Actually, I'd venture to say that the majority of my friends today developed in the time since I moved back to Houston from London in late 2001.

Is that true of most of us—that our current friends are somewhat new acquisitions? Or is it just me?

Either way, I do yet have a significantly smaller set of friends from my preadulthood days, including a handful from junior high and a pinch from high school. And when I count them in the friend ranks still, it's because they knew me well then and they know me well now: We talk at least once every few months and we see each other in person when we can.
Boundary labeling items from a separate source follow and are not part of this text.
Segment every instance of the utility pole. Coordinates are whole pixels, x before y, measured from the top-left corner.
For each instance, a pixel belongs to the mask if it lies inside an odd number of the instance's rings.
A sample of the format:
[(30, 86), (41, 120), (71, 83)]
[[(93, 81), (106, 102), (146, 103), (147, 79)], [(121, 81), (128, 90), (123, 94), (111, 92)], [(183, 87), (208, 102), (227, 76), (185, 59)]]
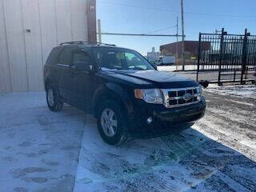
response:
[(98, 19), (98, 40), (99, 43), (102, 43), (102, 26), (100, 19)]
[(182, 6), (182, 70), (185, 70), (185, 35), (184, 35), (184, 13), (183, 13), (183, 0), (181, 0)]
[(177, 36), (176, 36), (176, 71), (178, 71), (178, 18), (177, 17)]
Recently, I've remembered why we need people in our lives who have known us through multiple stages:

  • Catching up with a friend made on the first day of junior high, I told her about this blog and started to explain why I'd started it. Before I could finish, she said something like, "I know. I remember." It stopped me. The first Leslie she met was an eleven year old who wrote novels in notebooks and dreamed of being a writer. She does know. She would remember.
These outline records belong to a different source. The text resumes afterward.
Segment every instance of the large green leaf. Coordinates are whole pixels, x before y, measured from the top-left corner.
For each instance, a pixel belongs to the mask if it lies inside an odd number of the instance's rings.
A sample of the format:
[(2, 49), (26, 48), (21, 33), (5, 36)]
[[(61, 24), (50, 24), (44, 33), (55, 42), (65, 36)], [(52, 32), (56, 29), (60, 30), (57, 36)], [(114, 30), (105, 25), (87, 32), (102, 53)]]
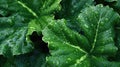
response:
[(55, 18), (65, 18), (67, 20), (67, 26), (71, 29), (80, 32), (78, 28), (78, 21), (76, 17), (81, 12), (82, 9), (93, 5), (94, 0), (62, 0), (61, 10), (57, 12)]
[[(44, 15), (51, 17), (60, 9), (60, 1), (0, 0), (0, 55), (10, 57), (30, 52), (34, 47), (28, 37), (29, 21), (32, 23)], [(39, 21), (43, 21), (42, 18)]]
[[(102, 5), (90, 6), (79, 14), (77, 20), (84, 34), (66, 26), (66, 21), (56, 20), (43, 31), (51, 56), (48, 67), (119, 67), (107, 57), (115, 55), (114, 26), (119, 15)], [(102, 65), (102, 66), (101, 66)]]
[[(40, 50), (34, 50), (30, 53), (14, 56), (5, 60), (2, 67), (45, 67), (45, 57), (47, 54)], [(1, 62), (3, 63), (3, 62)]]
  • A high-school friend, who reappeared a few years ago after a long hiatus, recalls so much of what I've forgotten. When we get together now, she tells stories of our high school adventures that I only remember through her prompts. She rebuilds my memories.
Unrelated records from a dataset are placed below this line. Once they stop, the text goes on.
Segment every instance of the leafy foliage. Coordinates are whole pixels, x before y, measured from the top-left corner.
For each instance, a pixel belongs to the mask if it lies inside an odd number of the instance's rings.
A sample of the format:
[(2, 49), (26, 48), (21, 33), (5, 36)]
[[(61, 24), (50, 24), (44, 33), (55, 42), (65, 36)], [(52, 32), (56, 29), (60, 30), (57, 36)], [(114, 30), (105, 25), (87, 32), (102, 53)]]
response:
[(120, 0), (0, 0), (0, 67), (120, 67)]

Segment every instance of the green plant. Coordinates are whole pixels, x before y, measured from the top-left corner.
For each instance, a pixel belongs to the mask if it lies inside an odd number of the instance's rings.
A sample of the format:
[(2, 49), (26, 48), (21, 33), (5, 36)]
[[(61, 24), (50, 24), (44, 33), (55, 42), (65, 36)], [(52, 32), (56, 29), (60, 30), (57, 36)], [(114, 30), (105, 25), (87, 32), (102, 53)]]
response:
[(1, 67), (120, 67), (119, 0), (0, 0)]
Sometimes friends who have known us for many years can crystallize who we truly are--and remind us when we forget. We evolve and we reinvent ourselves. People who have only known us in one life stage can never know the strata beneath it. The history is important because, even though we have grown, we are in many ways the same. Someone who has the breadth of perspective can ground us.

This isn't to discount more recently made friends. I enjoy creating memories with them that we'll recount when we're elderly: Stories that will remind us who we truly are and give us a shorthand that makes a lot of backstory unnecessary.